Utah has become the latest municipal broadband battleground as the state is looking at a new law that could inhibit the growth of public-based municipal broadband networks, reports ars technica.
The new bill, which is called "Interlocal Entity Service Prohibition," would prevent UTOPIA (Utah Telecommunication Open Infrastructure Agency) from extending its Fiber to the Premises (FTTP) open access network into new markets.
Sponsored by Republican lawmaker Curt Webb, the proposed bill "prohibits an interlocal entity that provides telecommunication service through a fiber optic network from constructing infrastructure or providing telecommunication service in locations outside the boundaries of its members."
One of the interesting aspects of the UTOPIA network is that it's an open access network that allows any ISP to use and deliver service to consumers and businesses over the fiber.
"Because our network is open, the incumbent telecoms are welcome to join our network, but have elected not to," UTOPIA said.
Although the bill would not affect the service that's currently offered in 11 of the 16 member cities and towns, UTOPIA's legislative policy director, Gary Crane, said it would still hurt UTOPIA because "we have fiber connections just about everywhere."

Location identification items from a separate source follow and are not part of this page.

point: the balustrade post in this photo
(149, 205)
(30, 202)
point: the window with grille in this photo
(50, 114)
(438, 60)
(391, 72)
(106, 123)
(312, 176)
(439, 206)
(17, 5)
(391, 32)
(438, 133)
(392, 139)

In an e-mail to FierceTelecom, Craig Settles, community broadband analyst and consultant, said this bill, like the recently proposed Kansas law, is nothing more than the incumbent cable operators and telcos protecting their turf while offering much slower broadband speeds.
"First Kansas, now Utah," Settles said. "These legislative actions expose the lie by big incumbents that munis can't run broadband businesses effectively. If munis are so incompetent, incumbents wouldn't need to push these anti-competition bills."